Il vertice di oggi con il premier Giuseppe Conte e con il ministro Bonafede ha inoltre portato a uno slittamento del Consiglio dei ministri da venerdì a sabato mattina per l’esame del Milleproroghe in cui, stando agli annunci del governo, finiranno anche le intercettazioni. La proroga dell’ex riforma Orlando, tuttavia, non sarà più di sei mesi, come inizialmente previsto, ma “molto breve: giusto il tempo di apportare le modifiche concordate” ha spiegato l’ex presidente del Senato Grasso al termine del vertice. Tra le norme da riscrivere ci sono quelle relative alle intercettazioni tramite “trojan”, il dispositivo in grado di trasformare il telefono dell’intercettato in una sorta di microspia, che si vogliono equiparate alle intercettazioni telefoniche e quindi far autorizzare solo per ipotesi di reato che prevedono una pena superiore ai 5 anni. Altre modifiche riguarderanno il controllo del pm sulla selezione delle comunicazioni da trascrivere, ora affidata in via quasi esclusiva alla sola polizia giudiziaria. Ma il testo dovrà prevedere anche modalità più agevoli per l’accesso del difensore al materiale intercettato, una modifica chiesta pure dell’Unione delle camere penali.

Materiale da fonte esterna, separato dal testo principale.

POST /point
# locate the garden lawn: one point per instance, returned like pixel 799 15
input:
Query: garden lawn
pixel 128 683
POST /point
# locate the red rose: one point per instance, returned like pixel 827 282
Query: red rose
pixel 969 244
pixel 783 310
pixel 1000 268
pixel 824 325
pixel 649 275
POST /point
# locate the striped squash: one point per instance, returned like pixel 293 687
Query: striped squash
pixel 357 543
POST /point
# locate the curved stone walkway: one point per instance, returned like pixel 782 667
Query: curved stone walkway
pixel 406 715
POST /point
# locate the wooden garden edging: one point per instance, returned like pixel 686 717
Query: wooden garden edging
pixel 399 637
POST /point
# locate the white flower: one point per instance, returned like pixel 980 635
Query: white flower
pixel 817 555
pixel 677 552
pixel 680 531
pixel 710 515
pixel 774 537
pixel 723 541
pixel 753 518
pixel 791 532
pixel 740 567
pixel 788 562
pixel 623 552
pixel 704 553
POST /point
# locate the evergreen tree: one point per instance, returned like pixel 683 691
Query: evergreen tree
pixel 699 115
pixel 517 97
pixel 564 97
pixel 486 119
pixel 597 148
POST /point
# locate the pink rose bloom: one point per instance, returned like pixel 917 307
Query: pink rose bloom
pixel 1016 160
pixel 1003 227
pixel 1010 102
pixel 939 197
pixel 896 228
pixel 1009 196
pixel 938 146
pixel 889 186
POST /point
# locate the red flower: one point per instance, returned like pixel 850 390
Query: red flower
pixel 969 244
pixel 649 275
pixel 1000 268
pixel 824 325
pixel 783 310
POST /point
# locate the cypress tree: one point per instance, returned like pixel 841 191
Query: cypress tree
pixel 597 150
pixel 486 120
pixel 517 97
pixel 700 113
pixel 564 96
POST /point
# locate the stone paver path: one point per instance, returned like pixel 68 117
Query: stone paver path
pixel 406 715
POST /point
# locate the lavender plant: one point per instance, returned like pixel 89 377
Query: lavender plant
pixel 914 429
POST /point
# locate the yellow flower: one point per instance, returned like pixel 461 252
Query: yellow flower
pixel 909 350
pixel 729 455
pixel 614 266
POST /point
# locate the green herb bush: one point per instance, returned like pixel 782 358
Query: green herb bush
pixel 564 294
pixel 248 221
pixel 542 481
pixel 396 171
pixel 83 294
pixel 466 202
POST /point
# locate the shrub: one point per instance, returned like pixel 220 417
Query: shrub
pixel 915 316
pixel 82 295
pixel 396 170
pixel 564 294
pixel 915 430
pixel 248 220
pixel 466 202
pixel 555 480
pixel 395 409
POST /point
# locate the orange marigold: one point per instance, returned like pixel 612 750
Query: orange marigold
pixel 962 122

Politicamente, Bonafede evita accuratamente di intestarsi successi a scapito degli alleati. Così si limita a dire che nel vertice “c’è stato davvero un bel lavoro, di cui sono molto soddisfatto” perché “è stato trovato un approccio pragmatico, non ideologico e con questo siamo arrivati a una soluzione che dal punto di vista mio e della maggioranza, si bilanciano perfettamente tutti gli interessi in gioco”.